A suicide bomber drove an explosives-laden lorry into a hospital at Russia's main military base near the border with Chechnya yesterday, killing at least 33 people and injuring 76.

It was the latest in a chain of bloody suicide attacks, blamed on Chechen rebels, that have left more than 100 people dead in the war-ravaged Caucasus and in Moscow over the past two months.

Officials said that 33 bodies had been pulled from the ruins of the hospital and the death toll was likely to rise. About 115 patients and medical staff were inside the hospital in Mozdok, a few miles from the Chechen border, when the Soviet-made light lorry crashed through the building's guarded iron gates and exploded in a fireball.

The four-storey red-brick structure collapsed like a house of cards and began to burn ferociously, making it impossible for emergency workers to approach, witnesses said.

It took firefighters more than two hours to contain the blaze, before they could enter the ruins to retrieve bodies, Russian television reported.

Local authorities in North Ossetia told Russian news agencies that there were critical shortages of medicines, bandages and blood plasma.

President Vladimir Putin ordered the Defence Minister, Sergei Ivanov, to fly to Mozdok to investigate the blast.

Mozdok, a dusty steppe town in the republic of North Ossetia, is home to the largest military base in southern Russia and the main launchpad for the ongoing counter-insurgency operation in Chechnya.

The Kremlin, which has repeatedly declared the Chechnya war over, has been deeply embarrassed by a wave of determined suicide attacks, which began at the new year with a huge truck bomb that destroyed the government headquarters in Chechnya's capital, Grozny, killing 140 people.

In May another truck bomb wrecked a district administration complex in northern Chechnya, leaving 58 people dead.
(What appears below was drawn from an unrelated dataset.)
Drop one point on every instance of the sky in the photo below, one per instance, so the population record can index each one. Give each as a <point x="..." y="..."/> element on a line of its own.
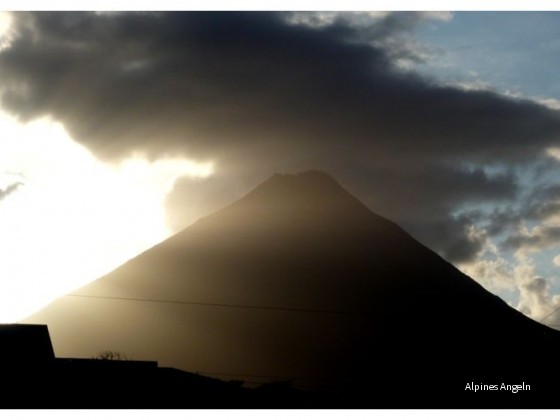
<point x="119" y="129"/>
Another Grozny truck bomb in June killed 38 pro-Moscow government workers.

Chechen women terrorists, known as shakhidy, or martyrs, wearing explosive belts, have struck repeatedly this summer. A female bomber killed 17 people driving in a military bus near Mozdok in mid-June, and two more struck a Moscow rock concert early last month, killing 16.

Officially, about 5,000 Russian troops have died in the current war, which began in October 1999. But the independent Committee of Soldiers' Mothers, which works closely with the families of drafted youths, puts Russian military casualty figures at 11,000 dead and more than 30,000 wounded.

This is the second post- Soviet war aimed at putting down a secessionist rebellion in tiny Chechnya. The Defence Ministry says 5,500 Russians died in the first war, from 1994 to 1996, but the Committee of Soldiers' Mothers says the number is closer to 14,000.